Saturday 18 June 2022

'Tidal' by Caroline Gonda

I used to live by a drowned river. Low tide, you’d see wading birds among the mud and stones. Seals on the sandbank, by the broken pillars of the old railway bridge. Dolphins even, sometimes, out past the harbour, too far off to see clearly. I never could get the hang of binoculars; they bumped my glasses.

We walked on the beach at Broughty Ferry, the summer before we were lovers, and watched the waves buffeting the angry swans against the harbour wall. That autumn, I bought you a silver ring with swans on it, framing a heart-shaped red stone. I don’t know what became of it.

Swept off your feet: it sounds so romantic. The flow of new love carrying everything before it, no way but onwards. Inexhaustible. The force of it took my breath away, left me scared and dizzy. I’ve never been a good swimmer.

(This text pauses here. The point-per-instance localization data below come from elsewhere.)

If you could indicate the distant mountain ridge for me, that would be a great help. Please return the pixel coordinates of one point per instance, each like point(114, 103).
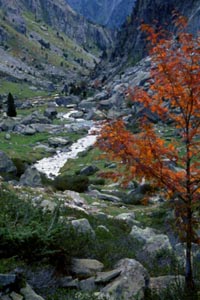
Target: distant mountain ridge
point(111, 13)
point(46, 41)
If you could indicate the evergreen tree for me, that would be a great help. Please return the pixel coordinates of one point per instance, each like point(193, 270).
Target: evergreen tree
point(11, 110)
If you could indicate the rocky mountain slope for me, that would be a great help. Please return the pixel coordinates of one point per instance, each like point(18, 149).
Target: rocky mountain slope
point(131, 41)
point(111, 13)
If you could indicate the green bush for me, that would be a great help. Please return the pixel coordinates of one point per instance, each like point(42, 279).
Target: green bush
point(11, 110)
point(77, 183)
point(33, 235)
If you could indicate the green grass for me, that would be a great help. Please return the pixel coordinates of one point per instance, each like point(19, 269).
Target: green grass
point(21, 90)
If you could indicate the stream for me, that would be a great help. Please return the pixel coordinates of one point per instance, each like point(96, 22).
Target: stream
point(51, 165)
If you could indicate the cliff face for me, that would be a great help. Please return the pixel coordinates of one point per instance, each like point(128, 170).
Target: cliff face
point(111, 13)
point(45, 41)
point(131, 41)
point(60, 16)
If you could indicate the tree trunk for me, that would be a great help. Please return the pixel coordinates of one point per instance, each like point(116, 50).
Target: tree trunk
point(189, 281)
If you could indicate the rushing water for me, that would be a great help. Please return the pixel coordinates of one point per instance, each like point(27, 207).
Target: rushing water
point(51, 165)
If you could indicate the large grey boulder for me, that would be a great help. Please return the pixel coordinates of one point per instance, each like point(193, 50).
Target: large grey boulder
point(50, 112)
point(65, 101)
point(58, 142)
point(35, 117)
point(152, 242)
point(137, 195)
point(128, 218)
point(31, 177)
point(130, 284)
point(29, 293)
point(89, 170)
point(9, 281)
point(159, 284)
point(86, 267)
point(6, 164)
point(8, 124)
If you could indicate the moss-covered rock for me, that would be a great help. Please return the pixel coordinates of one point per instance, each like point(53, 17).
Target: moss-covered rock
point(77, 183)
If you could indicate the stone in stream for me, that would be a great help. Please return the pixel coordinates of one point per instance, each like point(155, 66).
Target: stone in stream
point(6, 164)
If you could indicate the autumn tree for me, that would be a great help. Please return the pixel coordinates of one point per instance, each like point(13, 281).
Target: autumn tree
point(172, 164)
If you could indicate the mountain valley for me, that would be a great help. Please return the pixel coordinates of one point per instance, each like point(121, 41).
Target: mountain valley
point(68, 229)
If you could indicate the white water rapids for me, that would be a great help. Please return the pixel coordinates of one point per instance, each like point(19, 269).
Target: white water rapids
point(51, 165)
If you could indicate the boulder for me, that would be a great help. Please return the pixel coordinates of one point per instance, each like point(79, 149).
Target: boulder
point(71, 182)
point(8, 124)
point(58, 142)
point(6, 164)
point(16, 296)
point(128, 218)
point(86, 267)
point(10, 282)
point(89, 170)
point(35, 118)
point(65, 101)
point(104, 196)
point(88, 284)
point(31, 177)
point(159, 284)
point(107, 277)
point(29, 293)
point(153, 243)
point(130, 284)
point(82, 226)
point(50, 112)
point(28, 130)
point(137, 195)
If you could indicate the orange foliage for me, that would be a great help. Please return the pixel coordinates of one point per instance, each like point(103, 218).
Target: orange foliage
point(174, 95)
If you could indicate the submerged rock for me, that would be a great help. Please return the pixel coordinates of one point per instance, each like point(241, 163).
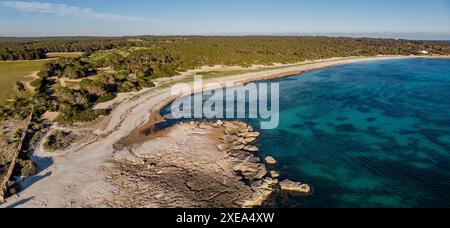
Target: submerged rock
point(274, 174)
point(291, 186)
point(270, 160)
point(252, 149)
point(252, 134)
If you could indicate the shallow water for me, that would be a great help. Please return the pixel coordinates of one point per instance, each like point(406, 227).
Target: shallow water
point(374, 134)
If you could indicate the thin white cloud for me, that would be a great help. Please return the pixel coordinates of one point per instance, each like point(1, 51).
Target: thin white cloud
point(63, 9)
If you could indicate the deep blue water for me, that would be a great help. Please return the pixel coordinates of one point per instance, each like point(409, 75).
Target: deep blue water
point(373, 134)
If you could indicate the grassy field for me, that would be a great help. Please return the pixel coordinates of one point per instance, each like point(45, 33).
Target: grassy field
point(10, 72)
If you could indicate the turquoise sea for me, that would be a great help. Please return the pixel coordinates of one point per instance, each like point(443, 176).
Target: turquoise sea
point(364, 135)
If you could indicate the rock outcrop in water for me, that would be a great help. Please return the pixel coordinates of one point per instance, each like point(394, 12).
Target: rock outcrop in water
point(291, 186)
point(193, 164)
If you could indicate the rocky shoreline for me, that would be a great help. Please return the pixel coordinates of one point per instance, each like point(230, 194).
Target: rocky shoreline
point(197, 164)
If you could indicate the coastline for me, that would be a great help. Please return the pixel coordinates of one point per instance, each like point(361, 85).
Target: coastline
point(75, 176)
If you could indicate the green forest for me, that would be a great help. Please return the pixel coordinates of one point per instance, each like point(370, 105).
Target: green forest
point(135, 61)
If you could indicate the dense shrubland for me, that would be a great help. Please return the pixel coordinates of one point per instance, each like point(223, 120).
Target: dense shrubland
point(132, 64)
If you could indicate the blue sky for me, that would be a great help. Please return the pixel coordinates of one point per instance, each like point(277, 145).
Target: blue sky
point(223, 17)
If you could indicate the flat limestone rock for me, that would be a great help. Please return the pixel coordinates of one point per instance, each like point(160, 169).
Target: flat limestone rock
point(291, 186)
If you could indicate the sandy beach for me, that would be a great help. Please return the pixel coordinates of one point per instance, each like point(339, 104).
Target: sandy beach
point(77, 177)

A drowned river turns back on itself, the ebb tide and the flow pulling different ways. I used to go back to Scotland every summer after I left, to see my friends and walk by the estuary. You came with me at first. Later, I went on my own.

I live by the sea now, some of the time. You would have liked that. When the tide’s all the way out, at the spring or autumn equinox, the light is tender, milky almost, and it brings a quietness in me. I watch the paddle-boarders on the hazy water, the couples strolling and children and dogs playing on the wide expanse of the shining sands.


  1. I love the poignant atmosphere of this story.x

  2. What gorgeous and powerful images of love and loss and new life wrapped up in the cycles of nature. Brilliant.